Dog Sledding in Talkeetna
Okay so probably the coolest thing we did was go to Dallas Seavey's dog ranch to race with some of his retired sled dogs. Dallas and his dogs have won the Iditarod four times now and, after seeing countless videos and documentaries made about him, it was an absolute honor to get to mush his dogs. Dallas was in Norway racing when we were in Alaska, otherwise I might not have ever left. This journey took us two hours back from whence we came, to Talkeetna, a small town with a population of about 900. While it may not be the smallest town I've visited, I once explored an abandoned elementary school in small town in West Virginia where the population was 101, but it was definitely quaint. I can definitely understand why people live there.
This is Moses, one of Dallas' race dogs. He was quite a friendly fella and let me snap a few photos of him.
Oh the puppies!! We spent about half an hour playing with puppies before we headed out on the trail and my goodness these photos are so stinkin cute!
Dog sledding...the rules:
- HANG ON
- DO NOT LET GO
Not only were these dogs racing dogs, but they are famous racing dogs. These guys should have more followers on Instagram than Kim K! I dream of returning to Dallas' ranch to film a proper documentary about these dogs and share a bit more of their stories with the world. If you head to Alaska I highly recommend you hit up AK Sled Dog Tours and line up a sledding excursion of your own.
Mushing these dogs through the back trails that Dallas' team has carved out of the snow was like riding a theme park ride. I felt like a kid going through the forest being towed by a gang of six marathon runners. The only thing that stops these pups is a steel bar with spikes.
This is Diesel. Diesel was the recipient of 2014 Golden Harness Award, which is given to the top mushing dog of the Iditarod.
This is Elliot, one of the team members at the ranch and he introduced me to several of the dogs and even threw my gopro on his head while he unhooked and rechained the dogs. It was a pleasure meeting you, Elliot. Thank you for your guidance and kindness.

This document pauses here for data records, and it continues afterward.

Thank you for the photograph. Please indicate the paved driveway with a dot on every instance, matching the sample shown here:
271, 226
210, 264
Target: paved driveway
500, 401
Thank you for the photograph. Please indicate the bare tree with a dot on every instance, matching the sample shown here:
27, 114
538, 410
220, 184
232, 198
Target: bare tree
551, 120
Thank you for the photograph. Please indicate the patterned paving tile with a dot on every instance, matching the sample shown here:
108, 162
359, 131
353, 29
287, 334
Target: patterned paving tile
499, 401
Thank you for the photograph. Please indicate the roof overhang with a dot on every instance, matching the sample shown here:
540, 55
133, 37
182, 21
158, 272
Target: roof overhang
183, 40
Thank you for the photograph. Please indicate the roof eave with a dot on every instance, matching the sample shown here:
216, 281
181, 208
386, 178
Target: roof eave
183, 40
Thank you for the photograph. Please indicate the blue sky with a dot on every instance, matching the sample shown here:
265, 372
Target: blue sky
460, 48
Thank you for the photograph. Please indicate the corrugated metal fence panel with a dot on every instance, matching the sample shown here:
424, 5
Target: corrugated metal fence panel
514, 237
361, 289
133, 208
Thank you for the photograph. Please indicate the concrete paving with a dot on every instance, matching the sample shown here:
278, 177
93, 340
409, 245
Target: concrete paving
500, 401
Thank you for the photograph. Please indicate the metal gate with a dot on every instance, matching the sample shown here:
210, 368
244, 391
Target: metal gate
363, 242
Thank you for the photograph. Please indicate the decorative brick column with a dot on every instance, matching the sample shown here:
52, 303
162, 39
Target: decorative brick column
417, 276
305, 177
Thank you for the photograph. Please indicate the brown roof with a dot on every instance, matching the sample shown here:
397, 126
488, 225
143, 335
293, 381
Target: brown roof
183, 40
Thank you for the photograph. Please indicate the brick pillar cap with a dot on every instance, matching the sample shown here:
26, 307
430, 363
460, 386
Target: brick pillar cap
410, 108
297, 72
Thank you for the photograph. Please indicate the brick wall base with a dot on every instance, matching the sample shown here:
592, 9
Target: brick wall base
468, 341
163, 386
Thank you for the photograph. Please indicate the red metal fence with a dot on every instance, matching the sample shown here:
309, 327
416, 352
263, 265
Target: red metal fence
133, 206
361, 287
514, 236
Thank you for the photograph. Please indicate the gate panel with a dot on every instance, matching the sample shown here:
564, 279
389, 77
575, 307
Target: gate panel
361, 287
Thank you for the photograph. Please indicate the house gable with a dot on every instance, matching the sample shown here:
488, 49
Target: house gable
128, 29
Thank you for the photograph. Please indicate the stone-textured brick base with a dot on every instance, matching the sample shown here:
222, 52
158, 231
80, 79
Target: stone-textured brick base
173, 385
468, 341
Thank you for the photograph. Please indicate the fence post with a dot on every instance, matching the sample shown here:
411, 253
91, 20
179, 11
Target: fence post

Get to the Chopper - Anchorage, AK
The last excursion we went on was with Alpine Air, a helicopter touring company, who took us fifteen minutes outside of Anchorage where we landed on Spencer Glacier. I took plenty of aerial shots on our journey and I have to say, if you've ever wondered what it's like to fly a drone just get in a helicopter.
Our pilot brought us up close and personal with the Alaskan mountains and I got that nervous feeling in my stomach that I get when my drone's obstacle avoidance starts indicating.
Here's a crazy shot that shows the mudflats that consume vast sections of Alaska. This stuff is like quicksand; anything that lands comes in contact with the surface is sure to be swallowed whole by the mud.
Here is a section of the roadway that wraps around Turnagain Arm in Anchorage. The wind coming off of the water that crashes into the side of the mountains is insane! I can't believe they can fly the helicopters over here to be honest with you. Oh, by the way, if you do book a flight with Alpine Air, or any other aerial tour company, be prepared for your tour to be delayed or canceled, because of the wind.
Now, of the two shots above, do you prefer it WITH or WITHOUT the blade from the helicopter in the shot? Let me know your opinion down in the comment section below this post.
This was the first glacier we flew over. I don't recall its name, but I knew that for this shot I wanted to have the interior of the helo in the frame. This is one of the coolest Alaska tours you could take while visiting the state. Alpine Air is highly recommended.